Willard's Guide to Computing for Forgetful Power Users

Trying (and failing) to finish ShelfLife

| 4 minute read

Yo, It’s been a while. The semester is finally over and I can finally pay attention to projects again. It’s been an unhealthy amount of time since I’ve touched anything :(

Anyway, today I’m looking into Kube/Openshift operators. I’ve realized that the best way to deploy ShelfLife on this cluster (or any cluster, for that matter) is to use an operator…

Duh.

This is actually old news, I knew that like 6 months ago, but now I’m going to try to implement it, I guess. For no particular reason.

Anyway, to do this, I think we need some .yaml files. Basically, from looking at the code of other operators, I think we need some yaml to create a service account, give it some role bindings (namely cluster roles) so it can touch all the levers in the cluster, and then… uhhh. I guess give it an API key or something. That part I’m still kind of fuzzy about.

But from reading this there is a nonzero chance that I had the right idea in the beginning. I am going to try to avoid going in circles like I did over winter break though.

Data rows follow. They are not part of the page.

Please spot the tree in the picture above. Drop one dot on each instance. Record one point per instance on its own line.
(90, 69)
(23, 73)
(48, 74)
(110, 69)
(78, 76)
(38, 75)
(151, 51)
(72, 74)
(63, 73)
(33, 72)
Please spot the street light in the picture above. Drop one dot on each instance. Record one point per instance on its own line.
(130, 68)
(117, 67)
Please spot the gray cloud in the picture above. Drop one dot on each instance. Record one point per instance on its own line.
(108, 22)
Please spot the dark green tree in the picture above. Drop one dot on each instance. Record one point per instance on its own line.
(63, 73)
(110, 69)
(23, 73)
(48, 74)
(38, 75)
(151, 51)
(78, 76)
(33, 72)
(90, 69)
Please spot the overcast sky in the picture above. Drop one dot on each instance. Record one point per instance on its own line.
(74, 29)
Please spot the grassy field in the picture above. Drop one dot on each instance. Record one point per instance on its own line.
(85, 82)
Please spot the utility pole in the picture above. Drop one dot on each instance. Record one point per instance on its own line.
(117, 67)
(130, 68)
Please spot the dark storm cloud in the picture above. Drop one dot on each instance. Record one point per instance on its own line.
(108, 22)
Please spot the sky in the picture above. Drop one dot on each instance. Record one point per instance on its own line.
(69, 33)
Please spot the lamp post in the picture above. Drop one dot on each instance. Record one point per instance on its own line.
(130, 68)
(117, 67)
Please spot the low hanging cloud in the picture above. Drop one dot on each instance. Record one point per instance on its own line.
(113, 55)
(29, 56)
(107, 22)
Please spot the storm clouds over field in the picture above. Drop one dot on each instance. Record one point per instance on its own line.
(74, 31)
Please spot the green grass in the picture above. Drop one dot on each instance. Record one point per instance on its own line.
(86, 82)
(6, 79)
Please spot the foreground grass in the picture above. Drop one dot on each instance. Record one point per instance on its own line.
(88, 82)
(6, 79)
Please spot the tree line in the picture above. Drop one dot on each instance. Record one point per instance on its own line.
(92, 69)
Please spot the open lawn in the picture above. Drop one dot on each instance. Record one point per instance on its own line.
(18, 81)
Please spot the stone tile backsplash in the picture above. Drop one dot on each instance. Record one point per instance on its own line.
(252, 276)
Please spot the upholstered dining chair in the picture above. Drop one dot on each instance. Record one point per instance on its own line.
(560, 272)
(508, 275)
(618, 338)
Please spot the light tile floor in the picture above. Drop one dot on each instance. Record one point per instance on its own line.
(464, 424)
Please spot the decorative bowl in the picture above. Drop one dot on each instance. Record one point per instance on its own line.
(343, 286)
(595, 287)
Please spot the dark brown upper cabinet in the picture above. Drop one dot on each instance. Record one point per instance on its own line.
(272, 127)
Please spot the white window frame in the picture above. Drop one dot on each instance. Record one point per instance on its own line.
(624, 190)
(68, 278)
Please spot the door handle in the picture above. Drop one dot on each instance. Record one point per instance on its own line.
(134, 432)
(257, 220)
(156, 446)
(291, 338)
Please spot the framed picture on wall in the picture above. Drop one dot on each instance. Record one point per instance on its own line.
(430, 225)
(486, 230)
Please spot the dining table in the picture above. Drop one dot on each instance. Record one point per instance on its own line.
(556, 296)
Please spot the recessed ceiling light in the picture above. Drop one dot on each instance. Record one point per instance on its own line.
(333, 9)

But like, looking through these readmes on other projects, it’s more or less what I want.

Kube is hard.

So it looks like I might be able to actually construct this manually with oc commands, but we'll have to mess around with this some more. Also I have to remember how to use OpenShift. :L
So we also got this deployment.yaml file that I guess is used to actually stick the operator on the cluster. What an idea. I think I wanna poke at these roles again first. So lemme do that.

For reference, here’s what cluster-admin looks like according to oc describe clusterrole.rbac | less

    Name:         cluster-admin
    Labels:       kubernetes.io/bootstrapping=rbac-defaults
    Annotations:  authorization.openshift.io/system-only=true
                  rbac.authorization.kubernetes.io/autoupdate=true
    PolicyRule:
      Resources  Non-Resource URLs  Resource Names  Verbs
      ---------  -----------------  --------------  -----
      *.*        []                 []              [*]

I think I just got it.

one of these two commands worked. (Actually, you just need the second one, pretty sure).

    oc policy add-role-to-user cluster-admin system:serviceaccount:default:shelflife-dev-bot
    oc adm policy add-cluster-role-to-user cluster-admin system:serviceaccount:default:shelflife-dev-bot # This one works!

Now, that’s not exactly what I want, since, well, it’s probably not good to shunt cluster-admins onto systems willie nilly. So, we gotta make a cluster role. I was messing around with a shelflife cluster role earlier in the year (Like, January). Here’s what it looks like according to oc describe clusterrole.rbac | less. To create this, use this command:

`oc create clusterrole shelflife --verb=get,watch,list,delete --resource=pods,namespaces,deployments,builds,buildconfigs,deploymentconfigs,deployments,podtemplates,projects`.

\

    Name:         shelflife
    Labels:       <none>
    Annotations:  <none>
    PolicyRule:
      Resources                            Non-Resource URLs  Resource Names  Verbs
      ---------                            -----------------  --------------  -----
      namespaces                           []                 []              [get watch list delete]
      pods                                 []                 []              [get watch list delete]
      podtemplates                         []                 []              [get watch list delete]
      deploymentconfigs.apps.openshift.io  []                 []              [get watch list delete]
      buildconfigs.build.openshift.io      []                 []              [get watch list delete]
      builds.build.openshift.io            []                 []              [get watch list delete]
      deployments.extensions               []                 []              [get watch list delete]
      projects.project.openshift.io        []                 []              [get watch list delete]

This does not work. However, when doing oc adm policy add-cluster-role-to-user cluster-admin system:serviceaccount:default:sl-test, it works.

Groovy. so uhhhhhhhhh, what’s the deal? Well, I think we’re missing a resource. I’m not sure what, though, and I don’t know if I have a way to find out. I guess I could look at every API call the app needs to make…

However, that sounds boring. I think, for now, cluster-admin is workable. This is definitely not something I’m going to do for version 1.0, I just reeeeeallly want to make the app work, since I passed it as a major project. I need to find out how to make and use .yaml files to do all this cluster magic automatically.

Here are the commands you need to create a service account, give it sufficient permissions, and get a key to add to your .env file:

oc create sa shelflife-dev-bot
oc adm policy add-cluster-role-to-user cluster-admin system:serviceaccount:default:shelflife-dev-bot
oc get token shelflife-dev-bot

I’ll just…. uhhhh…. add this to the README for now.

As I look through this code, it’s occurring to me that I need a bit more polish on this app. Actually, a bit is kind of an understatement. Please hold.